Elric - L'Équilibre perdu
Je suis un grand fan des aventures d'Elric et ce depuis mon adolescence. Il faisait partie de ces héros un brin bourrins, aux côtés de Conan, Solomon Kane, Hawkmoon et Corum. La psychologie de ces héros n'était pas la plus fine qui soit mais j'avoue qu'entre 15 et 25 ans c'est parfois plus la testostérone qui me guidait que mes neurones et ces gars avaient de quoi combler mon appétit de défoulement. Hélas, mille fois hélas, je n'aurais jamais dû ouvrir cette BD, surtout après avoir lu l'Elric de chez Glénat et le magnifique travail du trio Poli/Blondel/Recht.

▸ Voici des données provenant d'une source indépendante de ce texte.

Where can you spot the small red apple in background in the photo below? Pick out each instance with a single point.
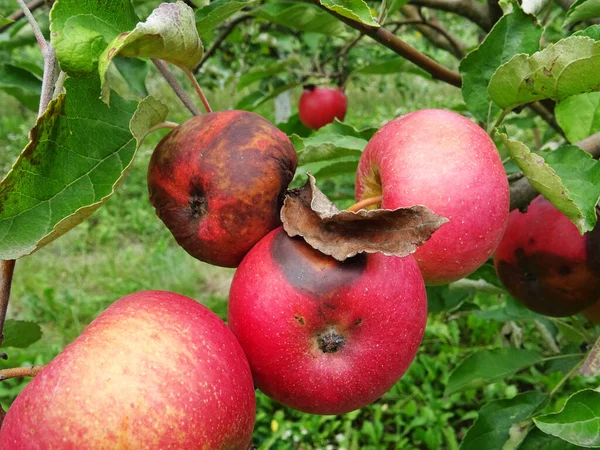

Commençons par le dessin qui est plutôt quelconque, disons que j'avais l'impression de lire une énième histoire de super héros avec ces dessinateurs qui semblent parfois dessiner au kilomètre. Il n'y a aucune âme, les costumes, assez peu inspirés, sont interchangeables et nos gars pourraient être déguisés en Batman, qu'ils auraient la même tronche. Amateurs d'Elric, passez votre chemin, ici nous sommes dans le multivers, ce qui veut dire que tous les héros inventés par M. Moorcock sont ici présents. Hawkmoon, Corum bien sûr Elric et un certain Eric Beck, concepteur de jeux vidéos. Nous passons donc allègrement d'un monde à l'autre et chaque protagoniste principal se fout sur la gueule et surtout cherche à rétablir l’Équilibre. Aucun souffle dans cette série, juste des événements qui se superposent sans véritablement de sens. Je suis allé jusqu'au bout mais par les Dieux du Chaos que ce fut dur !! Voici donc une BD que je ne conseille en aucun cas, disons qu'elle enrichit le catalogue du site mais pas plus.